Role of MicroRNAs in Tangle Predominant Alzheimer’s Disease

Ismael Santa-Maria Perez, PhD Columbia University Medical Center


Michael L Shelanski, MD, PhD Columbia University Medical Center
John F Crary, MD, PhD Columbia University Medical Center


Neurofibrillary tangles (NFT), caused by clumping of toxic tau protein in the brain, are hallmarks of Alzheimer's disease (AD). The lack of a defined mechanism of NFT formation is impeding the development of new therapies. Dr. Santa-Maria Perez and colleagues will determine what is causing tau accumulation by looking for disease-causing variations in genes associated with AD, and by deciphering whether small gene “silencers,” called microRNAs, are the culprits for making one AD gene, called microtubule-associated protein tau (MAPT), go toxic. This research may reveal new targets suitable for future therapies of a particular subtype of AD.

Project Details

There are many variations of Alzheimer's disease (AD) with distinct molecular underpinnings, and, as in cancer, it may be prudent to individually study each subtype. One AD subtype, called tangle-predominant dementia (TPD), is very similar to AD; it has neurofibrillary tangles (NFT) that are practically identical to those occurring in moderate stage AD, but there are no significant plaque deposits of beta-amyloid in the brain.

Dr. Santa-Maria Perez and colleagues will use a unique strategy to gain insight on AD by studying TPD, because there is only one type of deposit (NFTs) in the brain. These researchers hypothesize that TPD develops through problems with the microtubule-associated protein tau protein (MAPT), the principle constituent of NFTs. This mechanism may be genetic, as several other neurodegenerative diseases with NFTs (called tauopathies) are linked to problems with the H1 form of MAPT. These researchers have shown an increased amount of H1 MAPT gene frequency in TPD compared to controls. How the different types of MAPT genes contribute to disease is unclear, but differences in gene expression and/or creation of different forms of protein from the same gene (called alternative splicing) have been implicated. There may also be differences in how the different types of MAPT genes may impact gene “silencers,” called microRNAs.

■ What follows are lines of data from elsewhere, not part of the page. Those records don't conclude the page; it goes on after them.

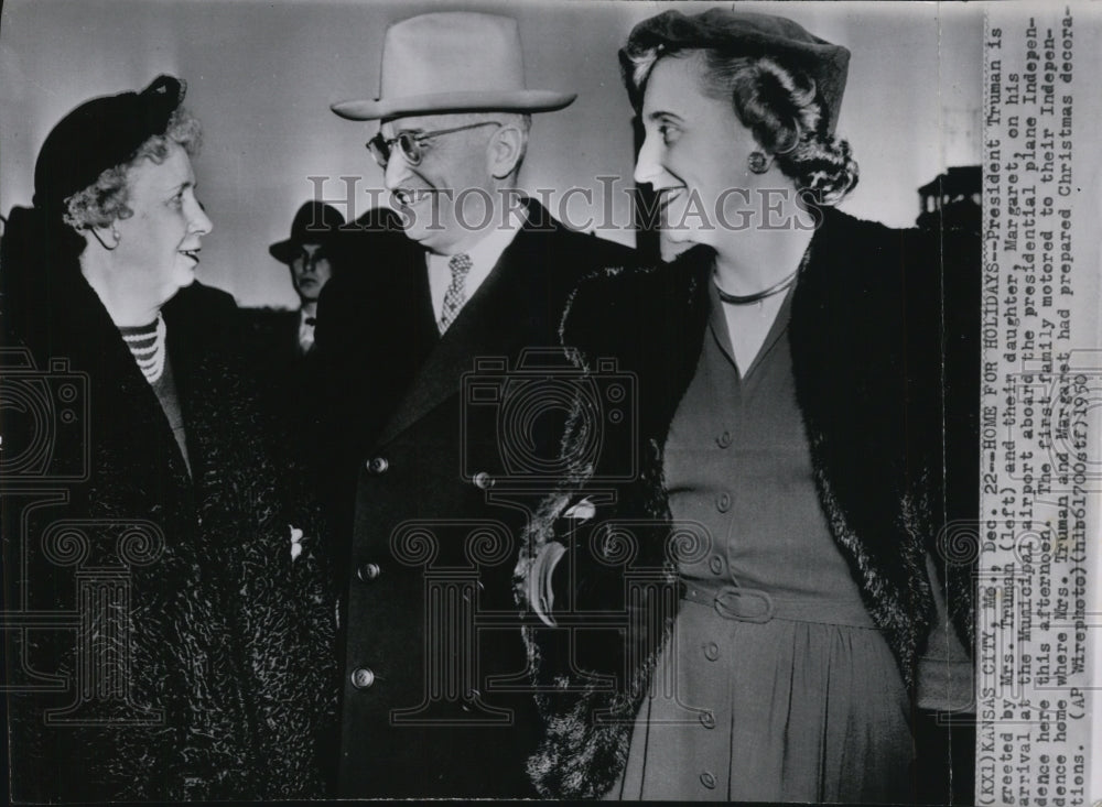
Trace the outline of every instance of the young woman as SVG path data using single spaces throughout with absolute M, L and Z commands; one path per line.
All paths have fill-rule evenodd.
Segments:
M 615 357 L 638 399 L 623 426 L 575 401 L 573 472 L 518 567 L 559 625 L 528 634 L 548 718 L 530 772 L 555 796 L 909 800 L 932 648 L 971 686 L 969 567 L 937 552 L 975 494 L 943 472 L 942 339 L 974 345 L 943 292 L 963 280 L 918 233 L 833 209 L 857 178 L 834 137 L 845 48 L 716 9 L 647 20 L 620 58 L 636 182 L 689 249 L 591 279 L 564 319 L 579 367 L 604 383 Z M 613 482 L 625 428 L 638 467 Z

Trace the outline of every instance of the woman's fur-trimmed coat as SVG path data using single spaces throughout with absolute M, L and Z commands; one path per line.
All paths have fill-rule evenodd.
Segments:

Dr. Santa-Maria Perez hypothesizes that TPD arises because of disease-causing alterations in tau protein expression stemming from either changes in the sequence (spelling) of the MAPT gene that disrupts microRNA binding or by a problem with how all microRNAs are controlled in the cell. These researchers will identify sequence variation in the MAPT gene, will characterize the types and amounts of microRNA networks within TPD brain cells, and will characterize how changes to the sequence of MAPT could cause dysregulation of microRNA networks. Any identified changes could serve as new diagnostic biomarkers and new targets suitable for therapy of this type of AD.